Muhammed Esed Tefsiri[]

  • 15. Oysa, bu bizim soydaşlarımız, inançlarını destekleyen açık ve akla uygun bir delil (16) getiremedikleri halde (17) O'ndan başka varlıkları tanrı ediniyorlar: Allah hakkında yalan uyduran kimseden (18) daha zalim kim olabilir?

16 - Lafzen, "kendilerini destekleyen açık bir delil" [yahut "yetki"]. Beyyin ("açık", "aşikar", "belli") sıfatı akıl ve sağduyuya hitab eden bir delil anlamınadır.

17 - Lafzen, "Niçin getirmiyorlar" [yahut "getirmeleri gerekmez miydi?"]. Yeni bir cümleye başlarken daha çok üslup/belâgat gereği (rhetorical) bir soru.

18 - Yani, asılsız tanrılar uyduran ve dolayısıyla Allah'ın birliği, eşsiz ve ortaksız olduğu gerçeğini yalanlamış, hatta O'nun varlığını büsbütün inkar etmiş olan kimseden.

Ömer Nasuhi Bilmen Tefsiri[]

  • 15. Şunlar, şu bizim kavmimiz, o'ndan başkasını ilâh edindiler. Onların üzerine bir açık delil getirmeli değil mi idiler?. Artık bir yalanı Allah'a karşı iftira edenden daha zalim kim vardır?.

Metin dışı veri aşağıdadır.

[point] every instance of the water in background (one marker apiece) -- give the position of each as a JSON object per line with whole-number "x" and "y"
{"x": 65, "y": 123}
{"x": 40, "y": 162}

15. O nurlu gençler, birbiriyle konuşarak dediler ki: (şunlar, şu bizim kavmimiz) bizden daha yaşlı, daha mevki sahibi oldukları halde (o'ndan) o ortak ve benzerden yüce olan Allah Teâlâ'dan (başkasını ilâh edindiler.) Allah Teâlâ'nın birliğini bilemediler. Putlara tapındılar, pek yersiz şüphelere kapıldılar (onların) o ilâh olduklarına inandıkları mahlûk şeylerin (üzerine bir zahir hüccet) bir kesin delil (getirmeli değil mi idiler?) Ne yazık ki, onlar öyle bir delile asla sahip olamazlar, öyle bir delil de asla olamaz. Fakat biz -Allah'a hamd olsun- onun birliği hakkında birnice açık, kesin delillere sahip bulunmaktayız, (artık) ortak edinmek gibi, (bir yalanı Allah'a karşı iftira edenden) kasden öyle bir isnatta bulunandan (daha zalim kim vardır?.) Elbetteki, o her zalimden daha zâlimdir, ondan daha zalim bulunamaz. 0 ilahlık şanına aykırı öyle batıl bir isnada cür'et etmiş bulunmaktadır.